Community benefits are activities designed to improve health status and increase access to health care. Along with uncompensated care (which includes both charity care and bad debt), community benefits include such services and programs such as the Community Care Clinic, Stork’s Nest, health screenings, health education programs, counseling, immunizations, nutritional services, and emergency and trauma services.
The results for GRMC are included in a statewide report by the Iowa Hospital Association that shows Iowa hospitals provided community benefits in 2009 valued at more than $1.2 billion. All 118 of Iowa’s community hospitals participated in the survey.
“GRMC reaches out to help so many residents,” explains Jack Fritts, GRMC chief financial officer and vice-president. “The hospital subsidized the H1N1 immunization clinics last year that helped protect residents from the flu. We also supported our outreach clinics that allow residents convenient access to healthcare services.”
“The programs and services accounted for in the survey were implemented in direct response to the needs of individual communities, as well as entire counties and regions. Many of these programs and services simply would not exist without hospital support and leadership,” said IHA president Kirk Norris.
But the ability of Iowa hospitals to respond to such needs is being hindered by the current economic downturn, as well as by losses caused by Medicare and Medicaid.
Total uncompensated care in 2009 in Iowa, including charity care and bad debt, was valued at more than $796.4 million, an increase of $85.9 million (12 percent) over 2008.
GRMC has weathered poor reimbursement from Medicare and Medicaid for many years. Fortunately, the Patient Protection and Affordable Care Act of 2010 brings a long awaited fix to create a special payment category for tweener hospitals like GRMC.
Though we recorded a record total for unpaid cost of Medicare and Medicaid of $4.8 million in 2009, a higher level of reimbursement will begin in October 2010 to begin to bring reimbursement closer to cost.
Federal health care reform legislation passed earlier this year moved Medicare several steps toward a payment system that recognizes and rewards high-quality, low-cost providers like Iowa hospitals. Studies have shown that as much as 30 percent of health care is wasted by either being duplicative or ineffective and that some states, including Iowa, do a much better job of providing efficient care. Reducing that waste would save billions of dollars, which could be directed toward providing coverage for the uninsured.

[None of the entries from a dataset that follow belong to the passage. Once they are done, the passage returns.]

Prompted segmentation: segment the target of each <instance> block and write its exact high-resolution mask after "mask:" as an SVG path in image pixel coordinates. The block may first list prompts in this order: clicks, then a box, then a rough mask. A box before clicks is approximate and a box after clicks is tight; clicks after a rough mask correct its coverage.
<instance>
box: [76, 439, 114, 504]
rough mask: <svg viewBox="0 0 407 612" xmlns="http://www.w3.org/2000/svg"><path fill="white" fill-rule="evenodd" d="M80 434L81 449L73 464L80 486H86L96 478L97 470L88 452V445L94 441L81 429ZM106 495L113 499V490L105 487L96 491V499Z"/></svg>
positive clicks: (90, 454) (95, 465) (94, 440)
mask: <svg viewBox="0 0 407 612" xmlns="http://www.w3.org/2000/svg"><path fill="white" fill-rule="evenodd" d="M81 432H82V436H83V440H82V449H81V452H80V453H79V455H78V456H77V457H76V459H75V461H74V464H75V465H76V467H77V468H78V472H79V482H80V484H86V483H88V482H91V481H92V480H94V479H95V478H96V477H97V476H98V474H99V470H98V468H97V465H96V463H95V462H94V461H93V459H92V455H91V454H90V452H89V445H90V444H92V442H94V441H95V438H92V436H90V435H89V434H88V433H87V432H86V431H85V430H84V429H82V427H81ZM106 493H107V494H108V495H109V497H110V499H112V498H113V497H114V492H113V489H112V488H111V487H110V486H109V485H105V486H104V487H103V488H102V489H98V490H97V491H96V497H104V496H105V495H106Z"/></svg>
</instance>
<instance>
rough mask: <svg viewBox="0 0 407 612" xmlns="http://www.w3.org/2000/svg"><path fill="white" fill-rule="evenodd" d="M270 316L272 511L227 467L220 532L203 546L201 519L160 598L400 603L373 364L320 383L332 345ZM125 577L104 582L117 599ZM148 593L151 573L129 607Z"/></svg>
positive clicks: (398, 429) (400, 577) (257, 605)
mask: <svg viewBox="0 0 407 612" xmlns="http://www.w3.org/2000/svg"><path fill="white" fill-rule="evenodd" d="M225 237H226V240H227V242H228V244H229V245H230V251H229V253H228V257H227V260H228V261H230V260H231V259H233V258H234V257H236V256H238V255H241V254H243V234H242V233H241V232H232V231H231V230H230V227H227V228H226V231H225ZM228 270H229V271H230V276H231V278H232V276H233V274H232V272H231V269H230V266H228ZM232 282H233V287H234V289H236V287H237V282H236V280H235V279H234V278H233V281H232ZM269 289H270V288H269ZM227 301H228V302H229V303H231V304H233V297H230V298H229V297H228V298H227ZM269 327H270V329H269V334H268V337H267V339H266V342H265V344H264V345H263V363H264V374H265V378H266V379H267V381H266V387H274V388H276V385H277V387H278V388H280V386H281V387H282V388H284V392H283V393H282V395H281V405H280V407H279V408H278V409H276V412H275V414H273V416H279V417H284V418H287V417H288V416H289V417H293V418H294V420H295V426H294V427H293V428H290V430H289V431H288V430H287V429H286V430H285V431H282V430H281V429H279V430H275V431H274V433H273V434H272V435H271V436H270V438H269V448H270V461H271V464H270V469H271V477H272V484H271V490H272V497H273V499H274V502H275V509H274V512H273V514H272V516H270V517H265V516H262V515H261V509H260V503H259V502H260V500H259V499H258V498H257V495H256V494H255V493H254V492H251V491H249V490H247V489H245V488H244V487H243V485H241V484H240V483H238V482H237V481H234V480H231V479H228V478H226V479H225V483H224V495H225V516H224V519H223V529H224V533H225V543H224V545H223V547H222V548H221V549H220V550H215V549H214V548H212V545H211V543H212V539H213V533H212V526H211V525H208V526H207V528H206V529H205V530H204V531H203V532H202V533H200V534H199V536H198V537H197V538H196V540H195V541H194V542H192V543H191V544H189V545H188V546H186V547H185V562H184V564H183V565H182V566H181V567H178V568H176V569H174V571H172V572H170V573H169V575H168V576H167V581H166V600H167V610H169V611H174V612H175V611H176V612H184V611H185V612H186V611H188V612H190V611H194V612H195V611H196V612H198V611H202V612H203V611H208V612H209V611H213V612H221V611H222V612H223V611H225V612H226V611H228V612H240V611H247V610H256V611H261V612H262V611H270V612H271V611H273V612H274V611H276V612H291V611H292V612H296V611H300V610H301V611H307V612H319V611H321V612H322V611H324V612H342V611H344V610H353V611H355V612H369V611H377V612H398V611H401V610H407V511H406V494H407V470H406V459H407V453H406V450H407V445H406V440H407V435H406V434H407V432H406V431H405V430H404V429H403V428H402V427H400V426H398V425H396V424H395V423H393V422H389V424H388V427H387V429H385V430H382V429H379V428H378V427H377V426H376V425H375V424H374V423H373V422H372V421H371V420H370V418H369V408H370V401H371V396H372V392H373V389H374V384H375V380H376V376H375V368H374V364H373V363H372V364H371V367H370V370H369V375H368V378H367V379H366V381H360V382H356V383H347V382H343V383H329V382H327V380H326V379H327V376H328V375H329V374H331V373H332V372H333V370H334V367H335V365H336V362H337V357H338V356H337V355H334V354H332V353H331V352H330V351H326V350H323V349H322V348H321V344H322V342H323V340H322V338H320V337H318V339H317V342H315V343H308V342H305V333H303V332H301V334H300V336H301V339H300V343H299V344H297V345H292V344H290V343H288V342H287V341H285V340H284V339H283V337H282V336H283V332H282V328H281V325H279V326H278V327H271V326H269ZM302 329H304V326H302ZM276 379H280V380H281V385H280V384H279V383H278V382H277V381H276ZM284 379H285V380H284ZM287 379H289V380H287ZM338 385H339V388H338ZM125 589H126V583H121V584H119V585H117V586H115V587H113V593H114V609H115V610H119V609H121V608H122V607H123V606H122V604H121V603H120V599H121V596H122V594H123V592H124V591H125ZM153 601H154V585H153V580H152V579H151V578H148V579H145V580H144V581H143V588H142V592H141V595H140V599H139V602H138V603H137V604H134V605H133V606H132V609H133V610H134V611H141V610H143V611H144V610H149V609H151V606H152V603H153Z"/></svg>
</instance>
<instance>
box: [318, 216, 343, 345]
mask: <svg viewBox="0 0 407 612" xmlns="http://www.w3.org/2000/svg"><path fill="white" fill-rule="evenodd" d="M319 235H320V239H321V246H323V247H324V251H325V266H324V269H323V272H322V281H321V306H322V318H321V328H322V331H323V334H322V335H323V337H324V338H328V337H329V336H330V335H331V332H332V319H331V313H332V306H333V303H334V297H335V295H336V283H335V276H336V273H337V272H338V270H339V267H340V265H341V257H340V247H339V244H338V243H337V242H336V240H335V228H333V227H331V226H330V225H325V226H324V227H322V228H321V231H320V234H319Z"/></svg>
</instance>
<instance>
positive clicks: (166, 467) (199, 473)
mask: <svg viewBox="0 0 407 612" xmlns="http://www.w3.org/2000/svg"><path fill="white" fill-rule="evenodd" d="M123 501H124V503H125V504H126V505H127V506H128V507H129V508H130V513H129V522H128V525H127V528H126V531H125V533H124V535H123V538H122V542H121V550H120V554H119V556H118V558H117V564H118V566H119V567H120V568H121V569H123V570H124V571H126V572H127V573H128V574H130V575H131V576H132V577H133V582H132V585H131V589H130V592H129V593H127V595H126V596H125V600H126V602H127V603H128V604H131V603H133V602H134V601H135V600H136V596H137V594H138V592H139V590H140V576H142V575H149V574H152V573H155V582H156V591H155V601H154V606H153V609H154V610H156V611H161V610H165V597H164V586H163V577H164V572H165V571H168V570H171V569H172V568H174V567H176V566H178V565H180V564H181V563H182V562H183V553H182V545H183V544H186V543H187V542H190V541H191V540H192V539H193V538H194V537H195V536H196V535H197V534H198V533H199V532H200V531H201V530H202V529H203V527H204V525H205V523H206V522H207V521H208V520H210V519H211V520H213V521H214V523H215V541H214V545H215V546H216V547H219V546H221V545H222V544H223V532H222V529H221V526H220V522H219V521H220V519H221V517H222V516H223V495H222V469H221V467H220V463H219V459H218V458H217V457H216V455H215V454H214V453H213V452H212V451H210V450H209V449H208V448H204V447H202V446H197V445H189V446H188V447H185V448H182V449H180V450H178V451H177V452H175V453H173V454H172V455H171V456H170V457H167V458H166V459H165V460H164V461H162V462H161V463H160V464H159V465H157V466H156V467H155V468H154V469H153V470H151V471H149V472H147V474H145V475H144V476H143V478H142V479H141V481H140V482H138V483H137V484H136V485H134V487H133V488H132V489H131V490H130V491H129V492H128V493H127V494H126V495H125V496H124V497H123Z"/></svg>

GRMC is a not for profit community hospital. It does not receive funds from taxes but counts on revenues from services provided and donations from the community to sustain itself.
“The recent additions of physicians and surgeons as well as a better reimbursement rate for Medicare and Medicaid and continued strong financial support from individuals in our service area allow GRMC to be poised for the future. We are an integral part of the community and giving back to the people we serve is key to our future,” Fritts says.